“It was a Friday of last year, and like every Friday, the staff met to discuss and evaluate the data collected during the week: HIV tests carried out, number of people who tested positive, the number of patients undergoing treatment, and the dropout rate. A moment for sharing the story of the home visits carried out,” says Luciano Nigro, Cuamm infectiologist.
We are in Angola, in Luanda, within the framework of PIPSA project (Integral protection of HIV-positive people), focused on HIV prevention and on providing continuous and integrated assistance to people living with HIV infection. “When community activists share the stories of the people they meet during the home visits, it often emerges the great loneliness, discrimination and marginalization that people living with HIV have to face”, continues Luciano.

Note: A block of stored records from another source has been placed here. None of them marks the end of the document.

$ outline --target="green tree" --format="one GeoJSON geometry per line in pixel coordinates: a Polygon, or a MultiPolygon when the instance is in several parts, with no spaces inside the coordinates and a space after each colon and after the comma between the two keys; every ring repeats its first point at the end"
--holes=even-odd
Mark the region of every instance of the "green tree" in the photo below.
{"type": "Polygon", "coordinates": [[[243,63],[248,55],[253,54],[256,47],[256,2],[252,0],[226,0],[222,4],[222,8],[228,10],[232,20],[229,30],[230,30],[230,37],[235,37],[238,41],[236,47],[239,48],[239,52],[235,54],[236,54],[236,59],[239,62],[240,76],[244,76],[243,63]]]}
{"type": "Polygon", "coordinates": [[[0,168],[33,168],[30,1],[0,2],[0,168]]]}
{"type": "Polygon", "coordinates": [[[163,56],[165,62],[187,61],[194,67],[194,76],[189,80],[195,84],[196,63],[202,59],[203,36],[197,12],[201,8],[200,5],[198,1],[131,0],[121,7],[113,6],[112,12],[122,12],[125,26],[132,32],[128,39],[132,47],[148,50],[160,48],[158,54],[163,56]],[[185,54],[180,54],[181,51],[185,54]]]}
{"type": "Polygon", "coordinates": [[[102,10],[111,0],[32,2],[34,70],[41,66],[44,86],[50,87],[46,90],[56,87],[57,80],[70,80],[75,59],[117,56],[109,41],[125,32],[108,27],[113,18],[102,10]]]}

The lack of information and awareness regarding HIV and AIDS, and especially the stigma attached to the infection, are still very widespread and often they are cause of exclusion from the community. “We started to ask ourselves how it was possible to make these people feel less alone in their condition – adds Luciano-. So we thought, ‘What if the stories we hear every day became a book of multiple voices, each one telling their own story?’ It could be a way to make people understand how HIV-positive patients feel, what their daily difficulties are and how together we can face stigma and marginalization in a different way”.
This is how “Experiences and ways to hope” was born, a book which tells how a HIV-positive woman feels and faces the disease, with two children to raise and without the support of a husband, or how a girl lives the stigma within her own family and how it is possible to overcome it through raising awareness within the entire family, or the discouragement and desolation that can be felt at the time of diagnosis, but also the hope for a better and normal life if the treatment is properly followed. And again, the story highlights the essential role of community activists.
“I don’t think we can truly know what the other person is feeling or experiencing, each of us has its own way, but I am convinced that really listening carefully to the stories of others helps us to imagine what they are experiencing and this is the first step in trying to understand each other and be more supportive”, emphasizes Giulia Natali, general coordinator of the PIPSA project.
The projects that Cuamm carries out in 8 countries in Sub-Saharan Africa are made up of data, but above all of the life stories of the people we meet everyday. A collection of voices can be a very powerful tool, creating deep connections, and bringing together those whom we may think are distant.